Things heated up here by lunchtime at an anti-war rally at the Capitol that brought out some 10,000 protesters. Still, that number was tens of thousands less than the 50,000 people some rally organizers predicted would show up.
Elsewhere downtown, only a handful of protesters were easily spotted on the dramatically less-crowded streets, and even the protesters were tame: A man in neatly pressed khaki shorts and a bright yellow polo shirt quietly carried a handmade sign that read, "Restore Reason: Reject the Republican Agenda." At a nearby coffee shop, a lone man in a Harley Davidson jacket ordered a latte and asked where to find protesters. No one knew.
A few blocks away at the Minneapolis Convention Center, Republican officials were busy putting finishing touches on an assembly center for comfort packages to aid Gulf Coast residents affected by Gustav. RNC spokesperson Joanna Burgos said convention planners are working with Target, FedEx, and the Red Cross to assemble 80,000 care packages for Gulf Coasters.
The assembly center is one part of an intense Republican effort to avoid the kind of fumbled response that dogged the federal government in Hurricane Katrina's wake.
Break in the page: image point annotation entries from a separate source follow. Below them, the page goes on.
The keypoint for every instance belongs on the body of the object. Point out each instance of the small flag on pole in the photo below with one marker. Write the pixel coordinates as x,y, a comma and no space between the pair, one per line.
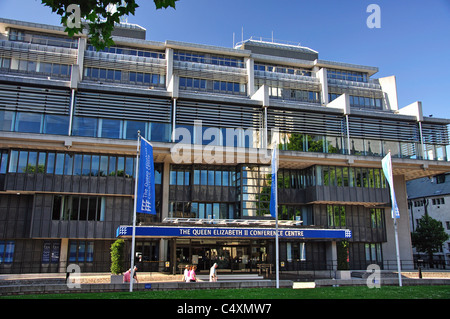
386,163
145,196
273,188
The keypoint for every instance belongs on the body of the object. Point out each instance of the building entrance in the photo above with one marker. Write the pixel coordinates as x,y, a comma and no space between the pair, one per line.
230,256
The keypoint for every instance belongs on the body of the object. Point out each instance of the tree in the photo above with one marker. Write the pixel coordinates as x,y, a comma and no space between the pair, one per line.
117,257
429,236
99,18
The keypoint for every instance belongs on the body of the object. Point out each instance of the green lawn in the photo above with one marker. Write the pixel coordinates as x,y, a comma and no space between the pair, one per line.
361,292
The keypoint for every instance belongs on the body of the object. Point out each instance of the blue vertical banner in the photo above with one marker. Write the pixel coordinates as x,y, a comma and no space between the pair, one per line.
273,187
145,196
386,164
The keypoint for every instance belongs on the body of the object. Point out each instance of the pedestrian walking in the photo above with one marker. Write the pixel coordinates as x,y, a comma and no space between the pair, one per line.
213,273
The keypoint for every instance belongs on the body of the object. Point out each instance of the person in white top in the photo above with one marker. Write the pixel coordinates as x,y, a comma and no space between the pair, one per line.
186,274
213,273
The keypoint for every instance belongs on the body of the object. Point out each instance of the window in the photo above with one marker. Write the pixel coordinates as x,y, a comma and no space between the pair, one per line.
295,251
373,253
376,218
81,251
336,216
78,208
192,83
28,122
56,124
50,252
229,87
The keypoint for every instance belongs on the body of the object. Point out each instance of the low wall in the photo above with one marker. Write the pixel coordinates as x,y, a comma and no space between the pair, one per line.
88,288
383,282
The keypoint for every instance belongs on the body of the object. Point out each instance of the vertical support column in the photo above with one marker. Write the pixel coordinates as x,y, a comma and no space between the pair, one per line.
63,255
173,256
169,65
165,189
323,77
250,66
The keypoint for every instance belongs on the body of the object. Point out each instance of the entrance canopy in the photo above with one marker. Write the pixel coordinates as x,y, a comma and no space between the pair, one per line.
231,232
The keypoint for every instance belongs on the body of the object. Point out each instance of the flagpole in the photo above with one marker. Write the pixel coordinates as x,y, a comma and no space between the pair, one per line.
386,164
398,255
277,254
133,237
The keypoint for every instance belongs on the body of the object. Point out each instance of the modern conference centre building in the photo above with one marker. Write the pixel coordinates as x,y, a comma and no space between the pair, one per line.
69,121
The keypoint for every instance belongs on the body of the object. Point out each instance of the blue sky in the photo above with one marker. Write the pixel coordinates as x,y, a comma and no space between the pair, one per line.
413,42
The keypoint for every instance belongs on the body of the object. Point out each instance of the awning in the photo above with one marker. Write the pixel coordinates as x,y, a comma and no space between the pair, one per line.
231,232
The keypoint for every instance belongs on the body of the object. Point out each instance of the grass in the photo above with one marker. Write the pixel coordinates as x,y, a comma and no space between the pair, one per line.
359,292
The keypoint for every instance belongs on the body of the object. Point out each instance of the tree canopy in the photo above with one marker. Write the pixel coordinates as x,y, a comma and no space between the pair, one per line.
429,236
98,16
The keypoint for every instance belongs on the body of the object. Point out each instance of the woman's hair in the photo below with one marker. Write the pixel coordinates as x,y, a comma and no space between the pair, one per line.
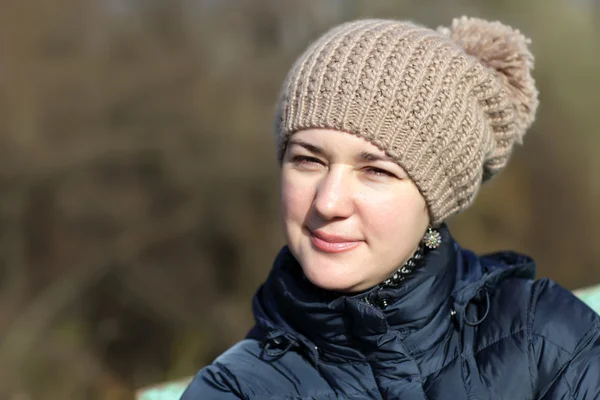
447,105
President Bush cancelled his appearance at the convention Monday night and instead headed to Texas to monitor the unfolding situation. Laura Bush met with the Louisiana delegation here in Minneapolis Monday morning to assess their needs.
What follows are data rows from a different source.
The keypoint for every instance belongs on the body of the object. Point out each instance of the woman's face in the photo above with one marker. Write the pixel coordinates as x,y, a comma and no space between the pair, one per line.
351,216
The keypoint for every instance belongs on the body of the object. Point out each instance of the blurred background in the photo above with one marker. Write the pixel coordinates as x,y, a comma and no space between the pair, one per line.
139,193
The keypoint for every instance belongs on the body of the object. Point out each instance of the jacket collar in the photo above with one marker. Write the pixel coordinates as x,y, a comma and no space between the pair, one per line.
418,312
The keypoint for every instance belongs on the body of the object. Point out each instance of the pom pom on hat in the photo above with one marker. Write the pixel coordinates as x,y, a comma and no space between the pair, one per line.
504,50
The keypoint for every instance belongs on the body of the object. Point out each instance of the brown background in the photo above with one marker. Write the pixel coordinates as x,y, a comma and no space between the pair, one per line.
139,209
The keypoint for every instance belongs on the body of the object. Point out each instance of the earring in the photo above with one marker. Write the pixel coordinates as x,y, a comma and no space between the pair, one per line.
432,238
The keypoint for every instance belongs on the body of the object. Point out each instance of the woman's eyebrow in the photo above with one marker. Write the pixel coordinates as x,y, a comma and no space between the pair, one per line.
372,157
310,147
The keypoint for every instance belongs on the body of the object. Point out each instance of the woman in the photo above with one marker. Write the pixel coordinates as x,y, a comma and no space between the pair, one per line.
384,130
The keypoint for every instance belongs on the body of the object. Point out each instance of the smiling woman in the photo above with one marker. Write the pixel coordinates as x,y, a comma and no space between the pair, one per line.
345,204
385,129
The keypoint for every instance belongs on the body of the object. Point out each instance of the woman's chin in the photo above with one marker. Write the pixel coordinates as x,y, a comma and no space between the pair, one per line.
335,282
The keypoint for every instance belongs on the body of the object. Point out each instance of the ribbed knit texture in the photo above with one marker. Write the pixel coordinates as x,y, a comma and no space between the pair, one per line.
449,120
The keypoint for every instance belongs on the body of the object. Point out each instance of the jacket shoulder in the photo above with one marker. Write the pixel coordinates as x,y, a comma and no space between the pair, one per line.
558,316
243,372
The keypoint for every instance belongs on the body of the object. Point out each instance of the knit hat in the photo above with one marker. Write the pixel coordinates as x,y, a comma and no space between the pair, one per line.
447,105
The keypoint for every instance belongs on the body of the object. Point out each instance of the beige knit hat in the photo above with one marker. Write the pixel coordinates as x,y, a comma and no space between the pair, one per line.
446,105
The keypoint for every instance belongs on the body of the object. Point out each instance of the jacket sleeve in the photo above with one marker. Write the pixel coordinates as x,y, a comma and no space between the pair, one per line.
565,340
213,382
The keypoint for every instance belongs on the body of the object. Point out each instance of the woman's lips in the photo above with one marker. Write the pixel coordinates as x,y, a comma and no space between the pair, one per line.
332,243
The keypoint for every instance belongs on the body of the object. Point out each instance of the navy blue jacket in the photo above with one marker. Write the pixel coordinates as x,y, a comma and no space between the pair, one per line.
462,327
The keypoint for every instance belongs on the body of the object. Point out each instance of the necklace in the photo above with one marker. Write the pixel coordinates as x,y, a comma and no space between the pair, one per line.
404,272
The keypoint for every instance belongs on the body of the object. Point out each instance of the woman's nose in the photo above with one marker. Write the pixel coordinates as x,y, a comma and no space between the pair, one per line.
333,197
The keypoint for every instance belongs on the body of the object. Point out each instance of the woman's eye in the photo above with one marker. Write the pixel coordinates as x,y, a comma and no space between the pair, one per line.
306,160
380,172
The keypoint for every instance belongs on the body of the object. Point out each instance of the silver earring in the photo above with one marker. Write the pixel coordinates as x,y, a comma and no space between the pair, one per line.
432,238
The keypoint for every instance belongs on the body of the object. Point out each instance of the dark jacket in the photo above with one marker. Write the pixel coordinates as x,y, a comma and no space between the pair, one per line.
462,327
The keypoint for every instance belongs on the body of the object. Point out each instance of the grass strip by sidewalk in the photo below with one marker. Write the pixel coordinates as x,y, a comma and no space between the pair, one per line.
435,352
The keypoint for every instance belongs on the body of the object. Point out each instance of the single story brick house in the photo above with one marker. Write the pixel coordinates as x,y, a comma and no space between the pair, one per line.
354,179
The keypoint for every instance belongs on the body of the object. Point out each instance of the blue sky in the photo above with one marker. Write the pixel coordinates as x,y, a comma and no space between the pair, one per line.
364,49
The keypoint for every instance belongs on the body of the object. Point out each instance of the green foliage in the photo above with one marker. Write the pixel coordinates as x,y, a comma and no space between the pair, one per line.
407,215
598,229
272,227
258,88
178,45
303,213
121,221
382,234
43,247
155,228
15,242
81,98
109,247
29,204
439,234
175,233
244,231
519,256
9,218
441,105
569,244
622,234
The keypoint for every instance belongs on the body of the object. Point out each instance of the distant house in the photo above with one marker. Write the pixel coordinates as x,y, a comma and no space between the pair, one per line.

At the Xcel Center, RNC officials set up an information center for delegates affected by the storm, and the McCain campaign chartered a small plane to transport delegates wishing to return to the Gulf Coast. Republican officials said some Louisiana delegates brought their families to Minneapolis, allowing the convention to serve as their evacuation site.
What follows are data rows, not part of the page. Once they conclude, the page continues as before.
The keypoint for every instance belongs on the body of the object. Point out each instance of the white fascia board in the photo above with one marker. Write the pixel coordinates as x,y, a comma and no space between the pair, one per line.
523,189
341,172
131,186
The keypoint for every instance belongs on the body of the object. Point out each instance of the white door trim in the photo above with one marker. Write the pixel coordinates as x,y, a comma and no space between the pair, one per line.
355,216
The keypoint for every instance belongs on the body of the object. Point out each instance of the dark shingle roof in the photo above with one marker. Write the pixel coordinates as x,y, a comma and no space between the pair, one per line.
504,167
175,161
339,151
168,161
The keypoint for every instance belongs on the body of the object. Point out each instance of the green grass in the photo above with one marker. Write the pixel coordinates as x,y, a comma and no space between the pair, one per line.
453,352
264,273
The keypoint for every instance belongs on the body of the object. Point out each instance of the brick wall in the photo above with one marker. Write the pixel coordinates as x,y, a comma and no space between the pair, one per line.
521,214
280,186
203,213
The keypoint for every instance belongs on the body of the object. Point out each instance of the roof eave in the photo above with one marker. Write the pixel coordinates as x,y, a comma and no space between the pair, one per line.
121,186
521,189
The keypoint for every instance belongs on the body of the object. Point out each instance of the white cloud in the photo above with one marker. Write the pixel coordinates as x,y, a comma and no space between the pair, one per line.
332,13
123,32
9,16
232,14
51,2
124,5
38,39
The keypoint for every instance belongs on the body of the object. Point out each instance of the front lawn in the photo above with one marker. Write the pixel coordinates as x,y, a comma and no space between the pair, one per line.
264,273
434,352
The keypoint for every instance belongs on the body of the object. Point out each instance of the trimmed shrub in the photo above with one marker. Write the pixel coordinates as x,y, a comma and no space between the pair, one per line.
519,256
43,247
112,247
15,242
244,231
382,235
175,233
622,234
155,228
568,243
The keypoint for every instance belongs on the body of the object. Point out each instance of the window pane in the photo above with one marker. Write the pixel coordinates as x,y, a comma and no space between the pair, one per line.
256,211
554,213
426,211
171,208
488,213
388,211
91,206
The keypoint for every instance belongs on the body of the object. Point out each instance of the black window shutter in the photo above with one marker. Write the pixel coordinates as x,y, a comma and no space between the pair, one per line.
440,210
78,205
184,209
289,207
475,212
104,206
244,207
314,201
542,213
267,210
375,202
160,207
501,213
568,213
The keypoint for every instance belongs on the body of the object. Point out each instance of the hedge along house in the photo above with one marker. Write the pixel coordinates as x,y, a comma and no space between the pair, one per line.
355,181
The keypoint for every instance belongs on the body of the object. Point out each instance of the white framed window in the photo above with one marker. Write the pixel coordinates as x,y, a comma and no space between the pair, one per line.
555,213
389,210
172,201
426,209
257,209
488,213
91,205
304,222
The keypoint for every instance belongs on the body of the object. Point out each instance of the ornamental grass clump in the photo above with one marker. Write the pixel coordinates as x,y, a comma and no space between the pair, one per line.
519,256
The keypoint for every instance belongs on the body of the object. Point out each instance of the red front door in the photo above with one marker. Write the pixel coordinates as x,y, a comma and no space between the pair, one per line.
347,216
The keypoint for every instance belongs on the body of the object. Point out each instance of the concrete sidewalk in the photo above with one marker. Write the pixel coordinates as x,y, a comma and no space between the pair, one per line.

As Hurricane Gustav weakened to a Category 2 storm before making landfall, and New Orleans appeared to avoid a direct hit, Republicans were bracing for another potential storm-news that Bristol Palin, the 17-year-old daughter of McCain's freshly picked running mate, Gov. Sarah Palin, is five months pregnant.
Campaign officials said they knew about Bristol's pregnancy before McCain offered Gov. Palin a spot on the ticket. Palin said Bristol plans to marry the baby's father, and that she and her husband are "proud of Bristol's decision to have her baby, and even prouder to become grandparents."
A couple of hours later, Family Research Council President Tony Perkins released a statement responding to the news, saying teenage pregnancy is an all-too-common problem, regardless of a family's economic or social status.
"Fortunately, Bristol is following her mother and father's example of choosing life in the midst of a difficult situation," said Perkins. "We are committed to praying for Bristol and her husband-to-be and the entire Palin family as they walk through a very private matter in the eyes of the public."
Both McCain and Palin are scheduled to address the convention delegates later this week, and RNC officials monitoring Hurricane Gustav remain hopeful the convention will resume its planned activities as the week unfolds.
The scheduled appearance is particularly important for Palin, who burst onto the national scene just last week when McCain stunned pundits and politicians alike by announcing she would be his running mate.
That decision has delighted many evangelicals and social conservatives who had been wary of supporting McCain. Monday morning at a forum on faith and politics at the University of Minnesota, Richard Land, president of the Ethics and Religious Liberty Commission for the Southern Baptist Church, told WORLD that McCain "hit a grand-slam" with Palin's nomination.
Land said his email box has brimmed over with more than 300 messages since Friday, mostly from evangelicals excited about Palin's candidacy. "The enthusiasm question is gone," he said. "They [evangelicals] are as excited about this candidacy as they were about George W. Bush."